In universe.log we find the following Warning Message during a high load period of many Jobs in status Event Wait : |WARN |X|IO |pid=pid.threadid| o_module_sur_cycle | Interrupting supervisor job condition checks because the time limit was exceeded. The job runs conditions will be check less often than specified until further notice.
The Supervisor engine stops checking resources so that jobs waiting for a Resource remain in status Event Wait.
IMPORTANT: the following INFO message can't be found minutes after the WARN message appear: |INFO |X|IO |pid=pid.threadid| o_module_sur_cycle | Supervisor cycle execution time back to acceptable. The condition checks are back to being done at normal interval.
If the message appears minutes later in the log, there is nothing to worry about, the supervisor should check resources in a timely manner again.

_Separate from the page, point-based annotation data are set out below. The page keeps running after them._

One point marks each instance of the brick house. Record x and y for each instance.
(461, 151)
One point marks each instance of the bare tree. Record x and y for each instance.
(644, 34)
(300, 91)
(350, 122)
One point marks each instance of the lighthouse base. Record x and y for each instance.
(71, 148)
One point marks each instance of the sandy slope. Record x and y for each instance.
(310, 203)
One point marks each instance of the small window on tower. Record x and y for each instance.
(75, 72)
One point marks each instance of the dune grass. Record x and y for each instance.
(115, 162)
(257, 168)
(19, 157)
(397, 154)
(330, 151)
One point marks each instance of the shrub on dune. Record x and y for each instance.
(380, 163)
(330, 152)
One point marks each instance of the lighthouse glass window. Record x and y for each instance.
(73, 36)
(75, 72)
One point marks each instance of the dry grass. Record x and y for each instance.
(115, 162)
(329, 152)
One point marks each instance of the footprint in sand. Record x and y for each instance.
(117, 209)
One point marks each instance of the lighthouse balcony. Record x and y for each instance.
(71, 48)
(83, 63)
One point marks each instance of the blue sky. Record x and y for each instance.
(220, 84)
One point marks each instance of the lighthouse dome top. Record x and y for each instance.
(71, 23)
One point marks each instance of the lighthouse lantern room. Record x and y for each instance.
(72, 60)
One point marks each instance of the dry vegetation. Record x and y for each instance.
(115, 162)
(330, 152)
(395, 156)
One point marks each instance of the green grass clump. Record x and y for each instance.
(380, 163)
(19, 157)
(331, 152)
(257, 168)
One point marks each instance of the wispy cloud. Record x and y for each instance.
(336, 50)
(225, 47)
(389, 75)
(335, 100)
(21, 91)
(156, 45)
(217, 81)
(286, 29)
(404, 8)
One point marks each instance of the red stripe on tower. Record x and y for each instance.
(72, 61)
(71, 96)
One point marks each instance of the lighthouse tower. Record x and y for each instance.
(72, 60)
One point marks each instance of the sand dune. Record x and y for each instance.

It is observed that the Supervisor did not check resources until the engine is manually stopped and started.
Right after the Engine Supervisor is restarted, we see the INFO message in the universe.log: "Supervisor cycle execution time back to acceptable. The condition checks are back to being done at normal interval"
Environment
OS: All OS Version: N/A
Cause
Cause type: Defect Root Cause: The Supervisor would not finish all the checks before the end of its cycle, causing and endless cycle.
Resolution
Workaround : Stop and Start the Supervisor engine.
Update to a fix version listed below or a newer version if available.